It’s not an overstatement to call Deborah Willis the godmother of Black photography. As a scholar, archivist, author, curator, and artist, she has discovered, researched, and shared the work of thousands of black photographers from throughout the United States from the 1840s to the present. Her work as a scholar has made visible the lives of ordinary Black Americans that were absent or obscured from the record, and her work as a photographer has expanded this practice.
Willis’s commitment to this work began early. In a 2020 interview, she stated: “I started the research as an undergraduate at the Philadelphia College of Art, which is now the University of the Arts, and continued graduate school at Pratt. I did not have any Black photographers in my history books, and I knew, based on growing up in a beauty shop in my mother’s house, that there was Gordon Parks. There was Roy DeCarava, and then there was my father’s cousin who had a studio down the street. I knew that their stories were somewhere, and their photographs were somewhere, so I thought it was really important for me to think about how to plan my career when I was young.”
An undergraduate paper became the foundation for her first book, Black Photographers 1840 to 1940: An Illustrated Bio-Bibliography, published in 1985, which revealed a century of overlooked artists and their pictures. That book was followed in 1989 by Black Photographers Bear Witness: 100 Years of Social Protest, an exhibition and catalogue for the Williams College Museum of Art.
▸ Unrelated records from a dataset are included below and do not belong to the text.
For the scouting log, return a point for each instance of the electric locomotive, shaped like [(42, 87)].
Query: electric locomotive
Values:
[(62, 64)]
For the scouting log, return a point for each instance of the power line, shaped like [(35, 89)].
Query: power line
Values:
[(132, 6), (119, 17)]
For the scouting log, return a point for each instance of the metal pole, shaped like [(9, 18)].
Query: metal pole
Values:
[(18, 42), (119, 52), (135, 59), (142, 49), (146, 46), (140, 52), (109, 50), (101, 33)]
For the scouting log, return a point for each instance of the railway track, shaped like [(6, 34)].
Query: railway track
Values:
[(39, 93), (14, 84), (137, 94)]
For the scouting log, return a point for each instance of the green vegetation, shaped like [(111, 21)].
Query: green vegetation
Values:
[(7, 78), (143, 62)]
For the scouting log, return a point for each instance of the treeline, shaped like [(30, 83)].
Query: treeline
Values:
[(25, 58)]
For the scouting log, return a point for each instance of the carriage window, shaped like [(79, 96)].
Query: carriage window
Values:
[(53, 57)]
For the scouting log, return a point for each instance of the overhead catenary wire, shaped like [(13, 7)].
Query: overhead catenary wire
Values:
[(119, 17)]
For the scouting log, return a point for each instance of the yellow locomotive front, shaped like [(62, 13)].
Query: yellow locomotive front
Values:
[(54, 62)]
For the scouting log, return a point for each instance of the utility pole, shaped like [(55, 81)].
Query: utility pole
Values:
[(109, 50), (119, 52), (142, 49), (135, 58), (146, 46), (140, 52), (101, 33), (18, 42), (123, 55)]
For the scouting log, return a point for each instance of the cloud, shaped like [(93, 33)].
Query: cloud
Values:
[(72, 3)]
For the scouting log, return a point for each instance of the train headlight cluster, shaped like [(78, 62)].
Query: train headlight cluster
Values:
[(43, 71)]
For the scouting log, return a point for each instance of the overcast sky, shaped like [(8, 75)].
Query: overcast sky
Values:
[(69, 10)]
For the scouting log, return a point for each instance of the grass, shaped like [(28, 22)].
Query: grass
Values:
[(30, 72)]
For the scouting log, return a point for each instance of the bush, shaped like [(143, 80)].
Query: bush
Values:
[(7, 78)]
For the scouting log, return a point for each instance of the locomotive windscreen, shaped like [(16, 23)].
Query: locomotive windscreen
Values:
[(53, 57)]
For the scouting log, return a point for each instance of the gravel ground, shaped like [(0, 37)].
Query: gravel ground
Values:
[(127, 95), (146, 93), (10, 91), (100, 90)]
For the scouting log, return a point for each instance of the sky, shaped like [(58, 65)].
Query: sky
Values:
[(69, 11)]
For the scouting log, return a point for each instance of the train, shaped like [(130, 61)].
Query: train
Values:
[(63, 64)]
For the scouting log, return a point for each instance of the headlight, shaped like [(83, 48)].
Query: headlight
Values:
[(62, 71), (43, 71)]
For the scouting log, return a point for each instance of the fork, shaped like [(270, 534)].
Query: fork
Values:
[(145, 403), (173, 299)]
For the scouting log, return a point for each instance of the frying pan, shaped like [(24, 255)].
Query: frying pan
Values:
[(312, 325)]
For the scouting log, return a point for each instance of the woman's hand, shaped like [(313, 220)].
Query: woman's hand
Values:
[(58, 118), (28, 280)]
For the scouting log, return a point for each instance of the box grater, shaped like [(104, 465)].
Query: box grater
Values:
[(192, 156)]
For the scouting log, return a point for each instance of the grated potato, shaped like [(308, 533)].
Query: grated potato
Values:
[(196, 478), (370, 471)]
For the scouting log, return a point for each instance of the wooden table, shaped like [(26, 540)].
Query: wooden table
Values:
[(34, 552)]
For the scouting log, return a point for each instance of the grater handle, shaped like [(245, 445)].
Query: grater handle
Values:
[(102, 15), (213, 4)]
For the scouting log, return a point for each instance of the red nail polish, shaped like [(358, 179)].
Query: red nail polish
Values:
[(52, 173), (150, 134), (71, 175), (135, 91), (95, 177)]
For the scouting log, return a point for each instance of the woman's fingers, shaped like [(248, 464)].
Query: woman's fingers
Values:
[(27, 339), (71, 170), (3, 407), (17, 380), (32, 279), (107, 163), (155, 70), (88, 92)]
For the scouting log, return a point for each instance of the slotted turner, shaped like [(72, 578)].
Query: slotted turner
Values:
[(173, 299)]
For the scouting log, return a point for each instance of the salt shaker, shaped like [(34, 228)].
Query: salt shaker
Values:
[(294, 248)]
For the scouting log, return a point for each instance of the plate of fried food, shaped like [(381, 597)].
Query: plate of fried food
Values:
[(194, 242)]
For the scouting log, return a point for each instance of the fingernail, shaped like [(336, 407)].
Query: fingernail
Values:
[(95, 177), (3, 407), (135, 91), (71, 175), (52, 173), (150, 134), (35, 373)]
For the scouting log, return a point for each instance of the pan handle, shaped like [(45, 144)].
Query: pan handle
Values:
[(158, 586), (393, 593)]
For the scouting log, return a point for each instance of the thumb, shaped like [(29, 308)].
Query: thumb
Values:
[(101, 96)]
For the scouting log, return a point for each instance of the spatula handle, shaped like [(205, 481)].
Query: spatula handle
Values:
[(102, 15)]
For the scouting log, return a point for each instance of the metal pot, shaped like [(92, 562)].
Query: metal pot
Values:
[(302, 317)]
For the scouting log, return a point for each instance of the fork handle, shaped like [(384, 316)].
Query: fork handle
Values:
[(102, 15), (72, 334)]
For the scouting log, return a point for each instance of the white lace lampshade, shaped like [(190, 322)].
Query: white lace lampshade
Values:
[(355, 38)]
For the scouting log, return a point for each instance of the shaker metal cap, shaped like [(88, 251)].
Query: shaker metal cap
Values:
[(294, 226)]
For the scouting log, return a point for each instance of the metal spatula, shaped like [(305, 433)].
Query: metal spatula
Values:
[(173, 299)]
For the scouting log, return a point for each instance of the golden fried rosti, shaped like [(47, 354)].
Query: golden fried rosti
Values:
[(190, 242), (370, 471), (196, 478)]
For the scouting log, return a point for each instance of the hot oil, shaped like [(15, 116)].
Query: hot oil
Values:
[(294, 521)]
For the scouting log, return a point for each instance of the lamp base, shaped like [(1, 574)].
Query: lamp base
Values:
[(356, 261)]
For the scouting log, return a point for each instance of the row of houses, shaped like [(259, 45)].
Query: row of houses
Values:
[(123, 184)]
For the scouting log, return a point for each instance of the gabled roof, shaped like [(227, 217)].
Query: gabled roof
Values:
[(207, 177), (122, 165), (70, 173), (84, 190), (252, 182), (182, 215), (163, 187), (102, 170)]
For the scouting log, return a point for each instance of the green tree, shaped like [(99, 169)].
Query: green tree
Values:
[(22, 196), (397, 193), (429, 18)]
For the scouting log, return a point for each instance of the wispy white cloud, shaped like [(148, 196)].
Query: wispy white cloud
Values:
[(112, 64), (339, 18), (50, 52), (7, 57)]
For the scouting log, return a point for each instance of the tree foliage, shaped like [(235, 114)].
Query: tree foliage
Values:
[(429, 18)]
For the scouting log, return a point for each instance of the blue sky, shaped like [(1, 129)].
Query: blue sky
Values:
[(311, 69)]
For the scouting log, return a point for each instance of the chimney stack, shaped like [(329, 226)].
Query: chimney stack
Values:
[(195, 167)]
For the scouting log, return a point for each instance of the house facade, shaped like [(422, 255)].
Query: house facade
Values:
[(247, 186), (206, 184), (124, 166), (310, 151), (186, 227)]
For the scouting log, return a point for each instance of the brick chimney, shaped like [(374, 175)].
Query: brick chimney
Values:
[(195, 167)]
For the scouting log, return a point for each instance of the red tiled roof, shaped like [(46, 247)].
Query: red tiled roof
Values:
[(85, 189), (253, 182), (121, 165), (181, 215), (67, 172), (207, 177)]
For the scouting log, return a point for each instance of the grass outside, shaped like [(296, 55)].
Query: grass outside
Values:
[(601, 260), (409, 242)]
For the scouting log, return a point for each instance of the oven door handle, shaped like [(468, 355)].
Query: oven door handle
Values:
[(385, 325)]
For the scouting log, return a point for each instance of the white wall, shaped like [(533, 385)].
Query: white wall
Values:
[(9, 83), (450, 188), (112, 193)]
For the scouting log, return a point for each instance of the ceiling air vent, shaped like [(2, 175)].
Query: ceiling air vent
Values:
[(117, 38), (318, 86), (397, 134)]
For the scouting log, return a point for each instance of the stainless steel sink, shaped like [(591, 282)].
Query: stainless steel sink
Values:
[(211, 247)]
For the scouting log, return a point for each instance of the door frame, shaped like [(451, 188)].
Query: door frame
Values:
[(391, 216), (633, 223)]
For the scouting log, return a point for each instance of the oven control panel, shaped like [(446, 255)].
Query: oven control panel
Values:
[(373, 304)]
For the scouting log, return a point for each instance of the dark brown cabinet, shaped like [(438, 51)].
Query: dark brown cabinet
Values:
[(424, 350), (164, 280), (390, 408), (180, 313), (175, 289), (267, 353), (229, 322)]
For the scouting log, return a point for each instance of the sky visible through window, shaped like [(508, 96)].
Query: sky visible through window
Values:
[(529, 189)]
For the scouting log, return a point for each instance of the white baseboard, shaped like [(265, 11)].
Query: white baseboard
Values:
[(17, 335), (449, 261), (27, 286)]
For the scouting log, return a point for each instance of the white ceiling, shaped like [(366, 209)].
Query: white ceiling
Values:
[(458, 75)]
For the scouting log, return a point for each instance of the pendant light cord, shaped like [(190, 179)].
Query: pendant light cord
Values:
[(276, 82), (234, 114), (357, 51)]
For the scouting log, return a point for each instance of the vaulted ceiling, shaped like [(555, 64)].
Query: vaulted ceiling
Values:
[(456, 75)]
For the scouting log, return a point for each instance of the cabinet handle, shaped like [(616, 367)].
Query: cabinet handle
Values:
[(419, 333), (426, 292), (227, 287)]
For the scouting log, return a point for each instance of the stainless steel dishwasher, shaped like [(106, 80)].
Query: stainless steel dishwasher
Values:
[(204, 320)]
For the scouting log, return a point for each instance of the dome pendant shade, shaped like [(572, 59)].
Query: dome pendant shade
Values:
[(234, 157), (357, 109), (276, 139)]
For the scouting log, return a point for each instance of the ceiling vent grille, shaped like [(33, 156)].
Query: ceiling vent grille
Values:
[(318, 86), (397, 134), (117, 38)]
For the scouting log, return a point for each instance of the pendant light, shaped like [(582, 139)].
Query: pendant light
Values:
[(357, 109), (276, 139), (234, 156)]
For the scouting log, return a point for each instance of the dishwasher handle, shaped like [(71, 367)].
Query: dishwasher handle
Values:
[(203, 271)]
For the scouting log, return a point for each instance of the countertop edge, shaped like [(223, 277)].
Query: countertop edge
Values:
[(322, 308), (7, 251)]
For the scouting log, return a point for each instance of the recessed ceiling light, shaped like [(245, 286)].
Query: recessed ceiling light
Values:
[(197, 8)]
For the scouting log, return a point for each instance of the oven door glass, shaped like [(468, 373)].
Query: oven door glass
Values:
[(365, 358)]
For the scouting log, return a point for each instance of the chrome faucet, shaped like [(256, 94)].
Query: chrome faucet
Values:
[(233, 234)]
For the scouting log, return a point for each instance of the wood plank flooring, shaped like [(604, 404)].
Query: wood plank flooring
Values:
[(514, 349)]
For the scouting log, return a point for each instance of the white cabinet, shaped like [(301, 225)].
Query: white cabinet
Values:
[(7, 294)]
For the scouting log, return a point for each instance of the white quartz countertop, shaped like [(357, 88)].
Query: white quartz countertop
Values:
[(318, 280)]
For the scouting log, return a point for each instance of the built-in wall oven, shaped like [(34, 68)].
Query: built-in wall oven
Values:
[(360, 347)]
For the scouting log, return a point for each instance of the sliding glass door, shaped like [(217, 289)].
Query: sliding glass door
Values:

Many books and essays about Black photographers flowed from this font. As a curator and archivist first at the Smithsonian Institution, Center for African American History and Culture, Washington, DC, and then at the Schomburg Center for Research in Black Culture at the New York Public Library, she organized exhibitions of Black photographers that traveled the country and brought ever-widening audiences to the work. She is currently the Chair of the Department of Photography and Imaging at the Tisch School of the Arts at New York University.
Willis has made photographs throughout her life that explore the same themes she investigates in her scholarship, but with a particular focus on femininity, beauty, and love. Her ongoing project Went Looking for Beauty: Refashioning Self includes both intimate images of garments from her friends’ closets and “Street Views,” in which she documents gloriously dressed people on the street, often in Harlem. She wrote, “Throughout the history of art and image-making, beauty as an aesthetic impulse has been simultaneously idealized and challenged, and the relationship between beauty and identity has become increasingly complex within contemporary art and popular culture. My work challenges the relationship between beauty and desire by examining the representation of fashion and reinvention.”